Show $\{0^m1^n | m \neq n\}$ is not regular

Question

I'm going through Michael Sipser's Introduction to the Theory of Computation, and in one of the exercises we are asked to show that $\{0^m1^n | m \neq n\}$ is not a regular language (i.e. is not accepted by a finite automaton). The author gives two proofs, one of them by directly using the pumping lemma on the string $0^p1^{p+p!}$, where $p$ is the pumping length.

I came up with a different solution while reading the answer, which is probably incorrect because the textbook proof is more complicated. I was hoping someone could tell me where the error is: take $01^{p+1}$. Then $01^{p+1}=xyz$ for some $|y|>0$, $|xy|\leq p$ and y can be pumped. Then necessarily $y=0$, because $(01^m)$ can't be pumped for $1 \leq m$. This means $0^{p+1}1^{p+1}$ is in the language, which is a contradiction.

Did I make a mistake, and if so where? Thanks.

Answer 1

It appears that you’ve misunderstood the use of the pumping lemma. You want to show that no matter how you decompose $01^{p+1}$ into $xyz$ with $|xy|\le p$ and $|y|>0$, there is an $n\ge 0$ such that $xy^nz\notin L$. You want to do this because the pumping lemma says that if $L$ were regular, you could find at least one decomposition such that $xy^nz\notin L$ for all $n\ge 0$.
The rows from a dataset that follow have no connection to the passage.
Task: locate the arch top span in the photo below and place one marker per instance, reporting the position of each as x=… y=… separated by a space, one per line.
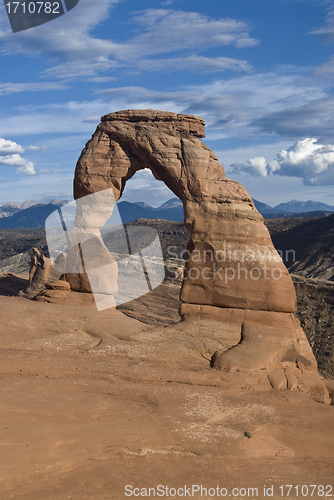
x=189 y=124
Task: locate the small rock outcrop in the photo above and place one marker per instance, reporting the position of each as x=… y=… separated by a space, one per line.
x=233 y=273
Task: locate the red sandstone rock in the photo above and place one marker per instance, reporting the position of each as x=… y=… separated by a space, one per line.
x=234 y=274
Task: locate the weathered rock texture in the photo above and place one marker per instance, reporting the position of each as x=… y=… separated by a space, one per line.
x=233 y=273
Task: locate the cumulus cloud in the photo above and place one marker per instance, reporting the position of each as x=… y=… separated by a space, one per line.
x=10 y=155
x=15 y=160
x=306 y=159
x=9 y=147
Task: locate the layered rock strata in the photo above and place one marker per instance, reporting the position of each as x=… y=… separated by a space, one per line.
x=233 y=272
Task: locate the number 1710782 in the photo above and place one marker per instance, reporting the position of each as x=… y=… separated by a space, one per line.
x=33 y=7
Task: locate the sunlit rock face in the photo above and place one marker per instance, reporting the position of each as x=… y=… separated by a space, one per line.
x=233 y=273
x=232 y=262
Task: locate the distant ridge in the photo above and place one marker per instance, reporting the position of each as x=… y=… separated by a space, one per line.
x=32 y=217
x=33 y=214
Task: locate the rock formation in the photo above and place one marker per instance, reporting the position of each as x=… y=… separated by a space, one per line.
x=233 y=272
x=39 y=269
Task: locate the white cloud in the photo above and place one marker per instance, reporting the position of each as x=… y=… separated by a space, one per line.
x=170 y=30
x=9 y=148
x=75 y=53
x=312 y=118
x=10 y=155
x=15 y=160
x=195 y=63
x=37 y=148
x=12 y=88
x=306 y=159
x=91 y=119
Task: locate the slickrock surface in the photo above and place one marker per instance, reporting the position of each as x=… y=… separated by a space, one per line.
x=94 y=401
x=234 y=276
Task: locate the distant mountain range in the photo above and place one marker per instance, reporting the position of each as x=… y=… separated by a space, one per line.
x=32 y=214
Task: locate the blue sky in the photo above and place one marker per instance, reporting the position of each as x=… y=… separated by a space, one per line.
x=260 y=73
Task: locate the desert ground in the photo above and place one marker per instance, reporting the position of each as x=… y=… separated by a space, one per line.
x=94 y=402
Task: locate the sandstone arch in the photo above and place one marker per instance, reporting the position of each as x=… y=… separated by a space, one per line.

Suppose that you decompose $01^{p+1}$ as $x=0$, $y=1^k$ with $1\le k\le p-1$, and $z=1^{p+1-k}$. Then

$$xy^nz=01^{nk}1^{p+1-k}=01^{p+1+(n-1)k}\;.$$

Since $n\ge 0$, $p+1+(n-1)k\ge p+1-k$. Moreover, $k\le p-1$, so $$p+1-k\ge p+1-(p-1)\ge 2\;,$$ and therefore $xy^nz\in L$ for all $n\ge 0$. In other words, there is a possible decomposition of $01^{p+1}$ that cannot always be pumped outside of $L$. Since this is what we would expect if $L$ were regular, this does not prove that $L$ is not regular.